While Faculty members might not be necessary for routine matters, Kors criticizes Harvard for using mainly administrators--not more independent tenured Faculty members--to hear important subcommittee evidence. Lewis appoints subcommittee to gather evidence, talk to witnesses and summarize the reports for the whole board.
This several person group interviews the accused student and the accuser if there is one in the case, as well as any other witnesses or people who could shed light on the case. This could include interviewing HUPD officers, if clarification or elaboration is needed on an original police report.
"We tend to choose among the resident deans and a very few experienced administrators on the Board, rather than the at-large professors, whose schedules are harder to accommodate," Lewis writes.

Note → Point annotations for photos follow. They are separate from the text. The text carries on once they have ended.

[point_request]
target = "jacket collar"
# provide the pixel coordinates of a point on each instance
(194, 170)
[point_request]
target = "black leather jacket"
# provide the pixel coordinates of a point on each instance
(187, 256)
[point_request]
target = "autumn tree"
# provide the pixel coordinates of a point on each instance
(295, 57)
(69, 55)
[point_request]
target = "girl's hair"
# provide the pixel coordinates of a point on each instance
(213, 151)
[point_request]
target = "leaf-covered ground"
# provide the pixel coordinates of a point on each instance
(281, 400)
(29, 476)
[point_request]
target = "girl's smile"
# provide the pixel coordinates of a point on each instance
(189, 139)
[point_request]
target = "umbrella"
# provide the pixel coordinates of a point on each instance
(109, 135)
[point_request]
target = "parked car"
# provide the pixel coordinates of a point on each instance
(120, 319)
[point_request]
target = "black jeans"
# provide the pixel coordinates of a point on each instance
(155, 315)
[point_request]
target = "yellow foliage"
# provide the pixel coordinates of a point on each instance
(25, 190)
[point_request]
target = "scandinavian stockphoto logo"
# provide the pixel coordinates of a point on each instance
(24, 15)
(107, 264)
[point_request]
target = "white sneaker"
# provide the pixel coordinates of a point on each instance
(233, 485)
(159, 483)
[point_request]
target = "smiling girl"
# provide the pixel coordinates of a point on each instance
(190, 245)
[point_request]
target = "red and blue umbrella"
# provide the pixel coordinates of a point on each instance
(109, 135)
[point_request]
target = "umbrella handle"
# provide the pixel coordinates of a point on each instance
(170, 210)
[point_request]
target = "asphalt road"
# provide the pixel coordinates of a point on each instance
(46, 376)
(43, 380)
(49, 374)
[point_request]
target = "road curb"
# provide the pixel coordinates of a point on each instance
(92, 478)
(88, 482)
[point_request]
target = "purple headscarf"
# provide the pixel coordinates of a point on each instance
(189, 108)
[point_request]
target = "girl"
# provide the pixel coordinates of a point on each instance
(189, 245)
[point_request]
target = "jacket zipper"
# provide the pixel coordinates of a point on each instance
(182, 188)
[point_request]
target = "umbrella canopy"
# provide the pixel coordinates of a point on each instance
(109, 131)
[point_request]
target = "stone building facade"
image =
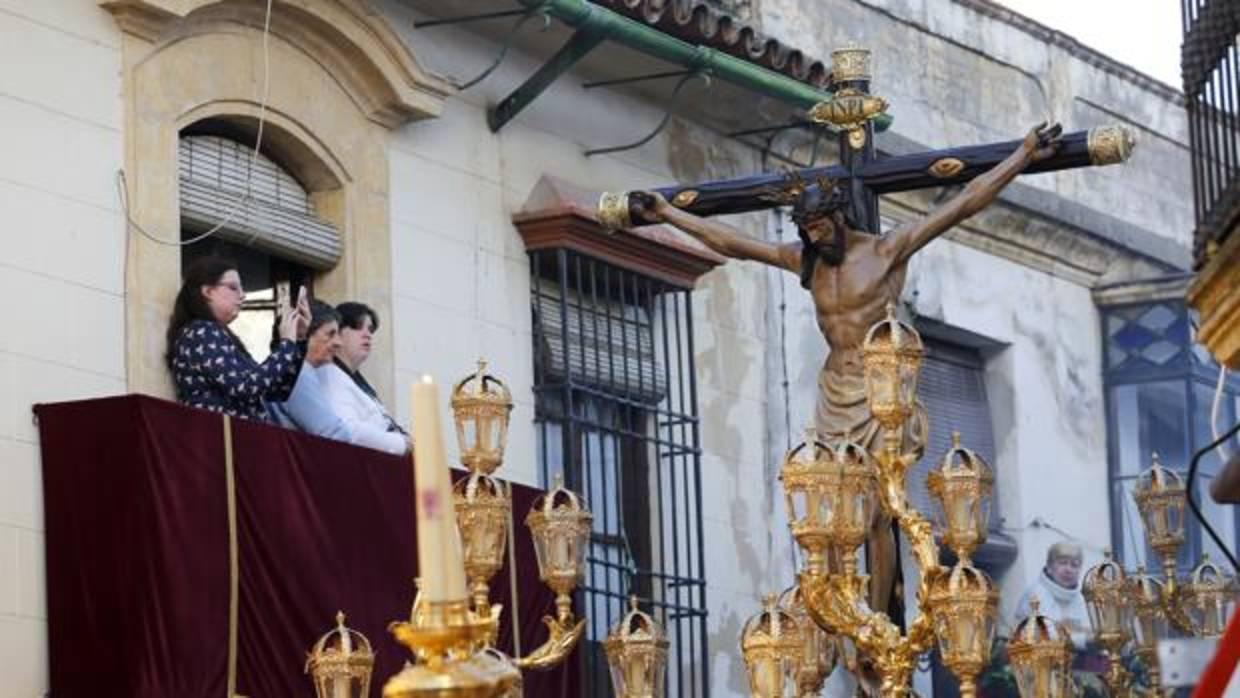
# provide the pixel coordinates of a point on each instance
(367, 113)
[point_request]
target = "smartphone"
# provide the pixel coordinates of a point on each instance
(282, 298)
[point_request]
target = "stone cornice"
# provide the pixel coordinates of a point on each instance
(349, 37)
(558, 216)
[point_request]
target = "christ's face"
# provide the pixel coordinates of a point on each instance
(826, 236)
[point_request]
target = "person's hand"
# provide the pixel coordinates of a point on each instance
(290, 320)
(649, 206)
(1042, 141)
(303, 315)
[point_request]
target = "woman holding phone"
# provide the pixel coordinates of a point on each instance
(211, 367)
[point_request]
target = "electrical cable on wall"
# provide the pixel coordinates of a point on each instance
(244, 198)
(1192, 501)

Although a student is allowed to respond to the summarized evidence that the subcommittee presents to the entire Ad Board, Lewis notes that the subcommittee is not bound to interview every witness the accused student asks for.
"The chair uses his or her best judgment about whether those people need to be heard from in order to determine, with a reasonable degree of confidence, what actually happened," Lewis writes. "One tries to get information, either in writing or in person, from the people who were direct witnesses, but for everyone's benefit, we don't want subcommittee procedures to drag on forever talking to people who have very limited factual information to supply."

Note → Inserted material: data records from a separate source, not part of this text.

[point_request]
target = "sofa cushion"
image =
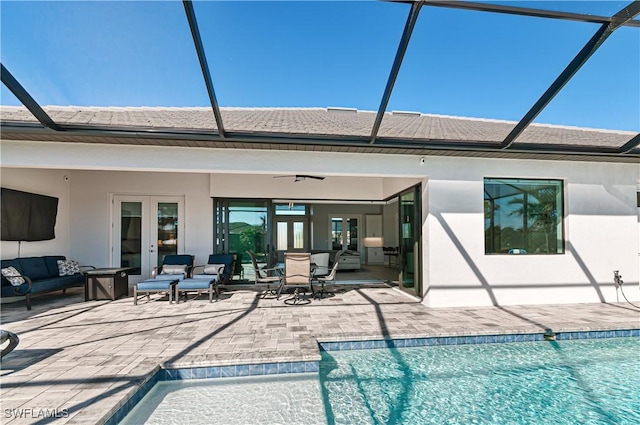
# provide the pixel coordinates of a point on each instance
(9, 263)
(35, 268)
(68, 267)
(174, 269)
(13, 276)
(57, 283)
(52, 263)
(213, 268)
(227, 260)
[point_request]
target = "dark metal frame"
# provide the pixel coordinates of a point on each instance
(624, 17)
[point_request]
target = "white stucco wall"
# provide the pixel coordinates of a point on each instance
(43, 182)
(601, 218)
(601, 234)
(91, 213)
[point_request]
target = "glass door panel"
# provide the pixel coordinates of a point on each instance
(241, 225)
(344, 233)
(167, 214)
(282, 236)
(145, 229)
(298, 235)
(410, 214)
(131, 236)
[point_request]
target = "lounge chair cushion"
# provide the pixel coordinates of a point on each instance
(13, 276)
(68, 267)
(166, 276)
(213, 268)
(195, 284)
(174, 269)
(155, 284)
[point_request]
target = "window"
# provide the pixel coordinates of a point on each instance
(523, 216)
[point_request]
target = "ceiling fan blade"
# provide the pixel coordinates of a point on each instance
(306, 176)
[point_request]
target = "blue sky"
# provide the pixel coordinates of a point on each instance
(319, 54)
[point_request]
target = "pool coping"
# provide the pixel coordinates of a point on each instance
(164, 374)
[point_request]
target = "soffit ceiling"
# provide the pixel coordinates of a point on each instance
(342, 129)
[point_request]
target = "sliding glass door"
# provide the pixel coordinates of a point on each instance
(410, 214)
(242, 225)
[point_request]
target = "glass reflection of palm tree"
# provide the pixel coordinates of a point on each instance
(538, 208)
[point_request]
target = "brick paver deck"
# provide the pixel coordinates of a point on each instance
(86, 357)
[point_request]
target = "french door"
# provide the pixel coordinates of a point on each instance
(410, 213)
(144, 230)
(291, 233)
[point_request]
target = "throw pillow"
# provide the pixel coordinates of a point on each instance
(213, 268)
(13, 276)
(68, 267)
(171, 269)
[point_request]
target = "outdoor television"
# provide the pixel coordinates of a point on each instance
(27, 216)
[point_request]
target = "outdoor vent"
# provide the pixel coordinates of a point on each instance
(334, 109)
(409, 113)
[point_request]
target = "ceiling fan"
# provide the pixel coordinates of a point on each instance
(301, 177)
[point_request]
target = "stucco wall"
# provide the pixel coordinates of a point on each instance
(601, 234)
(43, 182)
(91, 213)
(601, 218)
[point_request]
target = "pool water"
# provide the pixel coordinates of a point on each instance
(568, 382)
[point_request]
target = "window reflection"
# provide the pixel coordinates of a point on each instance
(523, 216)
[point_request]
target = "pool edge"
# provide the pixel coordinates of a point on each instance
(160, 374)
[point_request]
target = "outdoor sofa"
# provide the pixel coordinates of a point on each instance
(40, 275)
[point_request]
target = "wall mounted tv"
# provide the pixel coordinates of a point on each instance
(27, 216)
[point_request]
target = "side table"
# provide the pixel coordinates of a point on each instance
(106, 284)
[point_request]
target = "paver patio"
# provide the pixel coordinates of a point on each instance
(84, 358)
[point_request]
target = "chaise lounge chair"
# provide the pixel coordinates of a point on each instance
(165, 278)
(297, 275)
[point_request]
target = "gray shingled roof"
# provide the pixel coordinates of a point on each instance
(319, 122)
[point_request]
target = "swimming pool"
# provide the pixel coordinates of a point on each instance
(591, 381)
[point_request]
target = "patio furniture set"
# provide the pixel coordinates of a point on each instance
(177, 277)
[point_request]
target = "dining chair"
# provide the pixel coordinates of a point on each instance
(297, 275)
(270, 277)
(330, 278)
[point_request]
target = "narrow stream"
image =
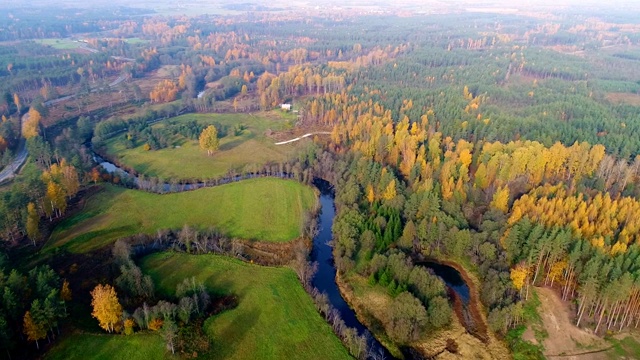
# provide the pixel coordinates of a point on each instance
(451, 278)
(322, 252)
(325, 278)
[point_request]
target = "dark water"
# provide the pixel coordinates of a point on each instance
(324, 279)
(452, 279)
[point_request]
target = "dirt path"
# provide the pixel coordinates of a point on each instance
(303, 136)
(565, 340)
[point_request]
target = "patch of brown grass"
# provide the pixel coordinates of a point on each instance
(623, 98)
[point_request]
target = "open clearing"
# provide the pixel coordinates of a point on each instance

Edward N. Stoner II, an attorney in Pittsburgh who specializes in writing disciplinary codes for universities, says that he is surprised that students do not sit on Harvard's Ad Board.
He notes that the schools he has worked for typically have students involved in their disciplinary body, at least at the evidence gathering stages.
"An administrator might decide what to do about an event, but students are closest to what is normal behavior for a 19-year-old and are valuable when evaluating what happened [in a situation]," he says.
Members of the Ad Board say students are not invited to be on the board because they cannot guarantee their peers confidentiality.
But students can serve on the Student Faculty Judiciary Board (SFJB) for cases that have no precedent or have grave implications for the community. The SFJB has only heard one case since it was created in 1986.
Kors says only putting more students and faculty on the board will allow it to make decisions independent of the University. Neither group would be beholden to the interests of the general counsel or the Corporation in the same way that administrators are.
"It would be good for students to serve on the Ad Board, to de-mystify it. [The Ad Board] would be a lot less draconian, not like a TV sitcom," says Deborah Foster, an assistant dean for undergraduate education.